Well, Thaddeus and I have arrived at Giants Stadium, the main event is rapidly approaching, and, from the looks of the parking lot, not too many of our fellow concertgoers followed our lead and the suggestion of the concert organizers and took the bus. But that’s ok — Live Earth, its participants and promoters keep reminding us, is not going to solve this whole global warming problem over night. It’s just a "launch event," said a publicist in a recent issue of Rolling Stone. A "launch event" reiterated Live Earth creator Kevin Wall to Variety, "not a silver bullet"; better yet, "a tipping point of behavioral change." Despite the out-of-this world promises in the press kit for the concert extravaganza — "more than 100 music artists"; "2 billion people"; "unprecedented global media architecture" — you get the sense that Wall and Live Earth guru Al Gore are trying to keep any hopes for immediate climatological salvation, well, down-to-earth. A call to arms — not a victory cry.
Ok, fair enough. As any right-headed viewer of Gore’s Oscar-winning documentary should know by now, there’s not much room left for equivocation on global warming — we’re talking systemic change, and fast. You have to start somewhere. As one reporter put it, Live Earth can be a "message to people to change their lifestyles."
And lifestyles are changing. As the New York Times reported last week, sales for Toyota’s "built from the ground up" hybrid, the Prius, are up a whopping 93.7% from last year, well outperforming the hybrid versions of popular models offered by other car companies. Why? According to a market research poll, a sizable majority (57%) of Prius owners bought their eco-friendly ride because "it makes a statement about me," almost double the number that offered the same explanation three years ago. By contrast, 36% cited the car’s higher fuel economy, and only one in four was attracted by its lower emissions. As the article concluded, "The Prius has become, in a sense, the four-wheel equivalent of those popular rubber ‘issue bracelets’…it shows the world that its owner cares." Another recent Times article, aptly titled "Buying Into the Green Movement", found "that vision of an eco-sensitive life as a series of choices about what to buy appeals to millions of consumers and arguably defines the current environmental movement as equal parts concern for the earth and for making a stylish statement." Even Time Out New York, which normally busies itself with ferreting out hip downtown night spots, implores readers to "be earth-friendly on your terms" on this week’s cover.
The cynic in me says this is not ideal. George Black of the Natural Resources Defense Council calls it "eco-narcissism", which might just as well describe the spectacle of scores of pop music celebrities prancing about on stage for twenty-four hours of self-congratulatory hand wringing about the environment.
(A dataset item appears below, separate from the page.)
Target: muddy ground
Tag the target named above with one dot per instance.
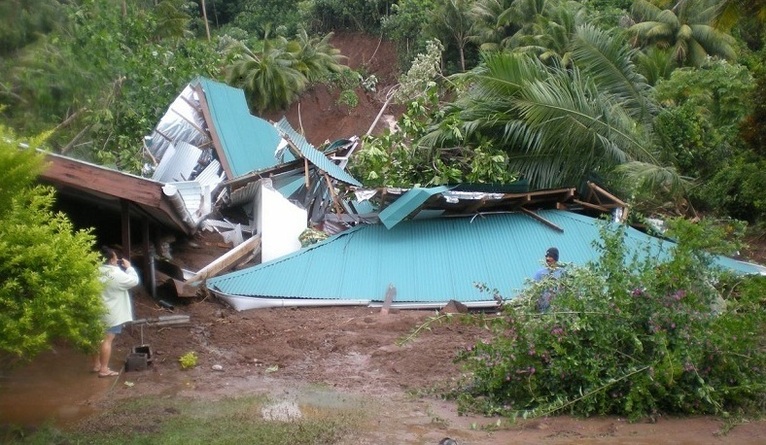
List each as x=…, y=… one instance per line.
x=352, y=351
x=360, y=354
After all, nothing says narcissistic excess like rock-and-roll, and those unparalleled purveyors of the aesthetic of overconsumption are unlikely role models for an environmental movement that must, ultimately, be about a wholesale reconsideration of current patterns of production and consumption, not simply pricey green homes and stylish cotton jeans.
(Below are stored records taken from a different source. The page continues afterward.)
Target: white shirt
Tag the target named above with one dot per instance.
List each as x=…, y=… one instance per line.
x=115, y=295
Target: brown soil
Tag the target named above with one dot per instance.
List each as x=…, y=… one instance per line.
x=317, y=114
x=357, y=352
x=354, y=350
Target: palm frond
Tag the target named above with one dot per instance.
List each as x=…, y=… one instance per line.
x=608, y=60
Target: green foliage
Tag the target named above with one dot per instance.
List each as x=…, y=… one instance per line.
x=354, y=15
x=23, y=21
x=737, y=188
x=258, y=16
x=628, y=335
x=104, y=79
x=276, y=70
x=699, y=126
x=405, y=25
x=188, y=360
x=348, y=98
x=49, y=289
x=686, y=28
Lest we forget when he shares the stage with Gore et al later today, in late April the proudly "light green" John Mayer reminded readers of his awesomely inane blog, "I drive a Porsche SUV, I still drink lots of bottled water, and I will be flying private charter several times during my summer tour." Sure, it’s a good thing that Kanye West is using his public stature to tell millions of fans about the urgency of global warming, but his music is still used to shill SUVs in television commercials.
Just because the messenger is flawed, of course, doesn’t mean the message itself is, and maybe it’s our responsibility as the consuming public to send a message back to the green celebrities and other eco-narcissists. Reversing the climate crisis will mean doing away with a consumer culture that is fed by and feeds off of our collective celebrity worship. Buying green can’t just mean buying different; it has to mean buying less. Let’s hope some of today’s performers will get serious about changing lifestyles, not just car models.